Gary was six and the rest of us were only five. He was a big boy, the sort you heard “did it
and ran away.” He was taller, older and
louder than us. He scared us when he was
in a bad mood, but he was a good guy to have on your side because all of the
other kids were scared of him too. At
least he liked us, even if it was only sometimes.
After school we would all head to the park if the weather was
nice. Our parents didn’t have the same
worries as today’s do about whether we would be safe. The park was safe because then they knew
where you were. You were playing in the
park.
Our favourite game was hide and seek in the bushes. They haven’t changed much in twenty years and
still look much the same as they did back then.
We thought they were so tall and dark and scary but now I can see they
were not much over six feet high. That’s
tall though when you are only five years old and no taller than your mother’s
waistband.
They were laurel bushes and had an odd smell, like a sticky sap
smell. I remember seeing something like golden
syrup oozing from a branch once. I
wanted to touch it but I Gary got to it first.
He stuck him finger in it just as I got close, and flattened the globule
against the bark. He laughed at me when
I started to cry.
He was never the seeker when we hid.
Usually it was me or one of the smaller boys, anyone he could scare into
agreeing. I wondered years later whether
it was because he couldn’t count as well as I could and didn’t want us to laugh
at him. That day it was one of the boys,
Carl possibly, or maybe Robin.
We all ran off into the laurel bushes, like always. I was one of the last to be found because I
could see feet searching at the edge of the path and moved along keeping just
ahead of them. That was fine until I got
to the wall and there was nowhere else to go.
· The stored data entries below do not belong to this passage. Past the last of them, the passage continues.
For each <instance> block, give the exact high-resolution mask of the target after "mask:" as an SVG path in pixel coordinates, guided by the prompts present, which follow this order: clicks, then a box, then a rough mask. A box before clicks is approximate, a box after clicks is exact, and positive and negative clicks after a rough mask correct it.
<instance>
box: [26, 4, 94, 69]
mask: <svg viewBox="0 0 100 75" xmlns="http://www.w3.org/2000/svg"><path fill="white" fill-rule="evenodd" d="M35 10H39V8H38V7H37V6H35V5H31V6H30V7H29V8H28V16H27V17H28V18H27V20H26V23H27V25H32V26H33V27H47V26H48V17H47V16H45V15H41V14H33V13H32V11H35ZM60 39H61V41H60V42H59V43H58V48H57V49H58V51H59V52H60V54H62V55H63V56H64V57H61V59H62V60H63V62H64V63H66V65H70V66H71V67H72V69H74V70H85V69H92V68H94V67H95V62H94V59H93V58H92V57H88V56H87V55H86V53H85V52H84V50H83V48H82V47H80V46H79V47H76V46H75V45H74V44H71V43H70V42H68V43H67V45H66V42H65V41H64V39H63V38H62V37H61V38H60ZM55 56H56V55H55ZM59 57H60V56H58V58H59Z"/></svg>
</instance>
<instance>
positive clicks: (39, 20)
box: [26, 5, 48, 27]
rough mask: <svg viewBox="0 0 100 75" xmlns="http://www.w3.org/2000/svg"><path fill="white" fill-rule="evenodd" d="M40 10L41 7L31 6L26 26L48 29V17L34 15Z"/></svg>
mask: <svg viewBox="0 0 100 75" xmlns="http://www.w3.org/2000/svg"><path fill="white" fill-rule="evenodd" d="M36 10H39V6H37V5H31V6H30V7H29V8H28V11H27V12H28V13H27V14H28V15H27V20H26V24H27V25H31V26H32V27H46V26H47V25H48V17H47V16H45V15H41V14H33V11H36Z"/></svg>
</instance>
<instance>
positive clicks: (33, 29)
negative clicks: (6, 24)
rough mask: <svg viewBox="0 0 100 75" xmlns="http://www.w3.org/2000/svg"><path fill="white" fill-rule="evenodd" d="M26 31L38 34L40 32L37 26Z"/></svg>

I was too little to hitch over the wall onto the steps, so I got caught. Then it was Debbie, who was trying to make it
back to base but didn’t run fast enough.
That just left Gary.
Gary was often last to get caught out and sometimes we had to go in
and find him. That day we called to him,
then shouted at him, and searched for him and threatened him. Eventually we thought he’d gone home without
us so followed him and when we found out he wasn’t there we ran back to search
again.
After an hour of looking we found his mother and told her we’d lost
him. Even then we still thought he must
be somewhere watching us and laughing.
That maybe even she was in on the joke and knew where he was. But she didn’t, not even after she went through
every bit of that laurel herself calling out and yelling what she’d do if he didn’t
come out right then.
There was never any trace of him, not in the park or the town or the
river or anywhere. Whenever I pass the
park I still half expect to see him coming out of the bushes, although by now
his head would probably poke through the tops of the bushes.